On ouvre violemment la porte de la cellule :

- 147WM, 073GS, c'est l'heure de votre sortie.

Je m'avance lentement vers la porte, mais l'infirmière me pousse brutalement dans le dos. Je serre des dents et les poings pour éviter de répliquer.

Tandis qu'elle nous guide à travers de longs couloirs, je vois et surtout j'entends des pensionnaires gémir ou crier. J'inspire et tente vainement d'ignorer tout cela. Comment peut-on laisser des humains, nos semblables, vivre ainsi sans s'en soucier ? La compassion ou la pitié est-elle une notion étrangère à ces personnes ?

Bientôt, nous arrivons dans une grande salle au murs blancs mais baignée de lumière. De grandes fenêtres pratiquent une ouvertures sur l'extérieur et des patients sont assis dans les nombreux fauteuils.

L'infirmière nous laisse là et s'en retourne à je ne sais quelle obscure occupation. Je vois Gigi également s'éloigner vers un groupe de jeunes femmes que j'ai cru apercevoir ce matin au réfectoire.

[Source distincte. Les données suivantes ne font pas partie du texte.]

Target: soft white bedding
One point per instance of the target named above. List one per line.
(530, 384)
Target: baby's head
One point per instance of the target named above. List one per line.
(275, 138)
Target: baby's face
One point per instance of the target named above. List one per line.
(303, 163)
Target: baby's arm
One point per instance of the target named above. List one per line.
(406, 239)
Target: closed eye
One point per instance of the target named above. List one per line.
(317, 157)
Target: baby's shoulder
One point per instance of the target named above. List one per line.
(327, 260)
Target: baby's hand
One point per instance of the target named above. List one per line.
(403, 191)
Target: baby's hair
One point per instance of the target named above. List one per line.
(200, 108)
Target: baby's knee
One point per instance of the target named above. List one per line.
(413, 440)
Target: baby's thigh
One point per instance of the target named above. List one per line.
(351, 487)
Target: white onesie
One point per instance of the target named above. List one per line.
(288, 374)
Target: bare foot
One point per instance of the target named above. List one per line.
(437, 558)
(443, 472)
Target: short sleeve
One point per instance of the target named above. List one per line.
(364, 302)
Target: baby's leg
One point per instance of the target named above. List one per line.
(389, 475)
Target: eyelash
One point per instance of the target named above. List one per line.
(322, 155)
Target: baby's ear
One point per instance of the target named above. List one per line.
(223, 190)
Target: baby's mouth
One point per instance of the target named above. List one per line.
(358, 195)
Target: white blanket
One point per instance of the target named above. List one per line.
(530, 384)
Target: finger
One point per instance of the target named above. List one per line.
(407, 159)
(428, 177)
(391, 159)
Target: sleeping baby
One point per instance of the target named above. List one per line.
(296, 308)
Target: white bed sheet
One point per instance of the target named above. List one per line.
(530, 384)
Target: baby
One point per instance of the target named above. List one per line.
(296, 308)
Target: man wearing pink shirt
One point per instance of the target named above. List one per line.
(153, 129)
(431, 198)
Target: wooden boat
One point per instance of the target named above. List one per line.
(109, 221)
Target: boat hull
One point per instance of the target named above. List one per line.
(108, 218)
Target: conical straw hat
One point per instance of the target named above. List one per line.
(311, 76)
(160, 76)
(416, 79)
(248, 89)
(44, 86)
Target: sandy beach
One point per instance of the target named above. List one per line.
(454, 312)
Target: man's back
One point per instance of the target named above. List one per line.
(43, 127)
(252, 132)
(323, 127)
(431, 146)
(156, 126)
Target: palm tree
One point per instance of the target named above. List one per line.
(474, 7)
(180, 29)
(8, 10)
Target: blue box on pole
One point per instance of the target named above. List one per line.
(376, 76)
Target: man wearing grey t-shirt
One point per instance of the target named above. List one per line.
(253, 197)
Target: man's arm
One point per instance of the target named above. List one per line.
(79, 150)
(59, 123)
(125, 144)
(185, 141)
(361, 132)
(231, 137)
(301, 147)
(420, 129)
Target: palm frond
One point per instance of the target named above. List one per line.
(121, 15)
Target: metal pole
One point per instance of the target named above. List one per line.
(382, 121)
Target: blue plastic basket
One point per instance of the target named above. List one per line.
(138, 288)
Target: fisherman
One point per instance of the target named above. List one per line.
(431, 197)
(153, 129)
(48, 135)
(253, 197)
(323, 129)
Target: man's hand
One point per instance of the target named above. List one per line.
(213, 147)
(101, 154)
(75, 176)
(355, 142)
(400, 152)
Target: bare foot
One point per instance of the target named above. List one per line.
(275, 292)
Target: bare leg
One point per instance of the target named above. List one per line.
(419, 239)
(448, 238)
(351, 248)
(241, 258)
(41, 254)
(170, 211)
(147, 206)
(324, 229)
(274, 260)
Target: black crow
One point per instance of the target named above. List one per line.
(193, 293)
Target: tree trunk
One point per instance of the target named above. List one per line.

Mon regard balaie la pièce, je cherche une personne que je pourrais connaître, même si je sais d'avance qu'en ma qualité de nouvelle venue, je ne connais personne.

Mon regard se pose alors sur la jeune femme blonde qui m'a ce matin dit de terminer mon plat. Elle est seule, étendue sur un divan et regarde d'un air distrait le jardin dans lequel nous ne pouvons pénétrer.

Etant en dehors de Gigi la seule personne que je connais, je me dirige vers elle.

Arrivée à son côté, je me laisse tomber dans le fauteuil le plus proche.

- C'est n'est ce pas ? Malheureusement, nous nous pourrons plus jamais nous promener dans les allées de jardins romantiques et bien entretenus, me dit-elle. C'est un luxe que nous ne méritons pas. En vérité, pour eux, nous ne méritons rien.

Sa dernière phrase est dite avec une telle haine contenue et réprimée que j'en frissonne. Elle ne m'avait jusque là pas adressé de regard, alors elle tourne son visage délicat vers moi.

- C'est toi qui faisait ta fine bouche ce matin ? me lance-t-elle. Ce n'est pas si étonnant, en arrivant, elle font toutes comme toi avant de se rendre compte qu'il ne faut pas faire la princesse ici.

Malgré l'insulte qu'elle vient de me lancer, je choisis de rester calme. Mieux vaut ne pas s'énerver contre ce genre de personne il me semble. Et comme l'heure ne parait pas être aux salutations respectueuses, je décide de faire fi des convenances et de demander :

- Ca fait longtemps que tu es là ?

J'ai désormais qu'en notre qualité d'aliénée, la politesse et le vouvoiement ne sont plus utiles. Tout le monde se tutoies ici.

- 006EP. Je suis la sixième pensionnaire à être arrivée en enfer.

Elle se tourne à nouveau vers la fenêtre comme je n'étais plus là. Vexée en mon fort intérieur, je demande :

- Quel est ton prénom ?

Elle me souris et se retourne vers moi :

- Ici, on n'a plus de prénoms. Je pensais que tu l'avais compris.

- J'appelle ma camarade de chambre par son prénom, répondis-je pensant avoir trouvé un argument d'autorité.

Elle me rit ouvertement à la figure.

- Et qui est donc cette merveilleuse personne dont tu as le privilège de connaître le prénom ? lance-t-elle sarcastiquement.

Je serre à nouveau les dents, désireuse de ne pas céder à la colère.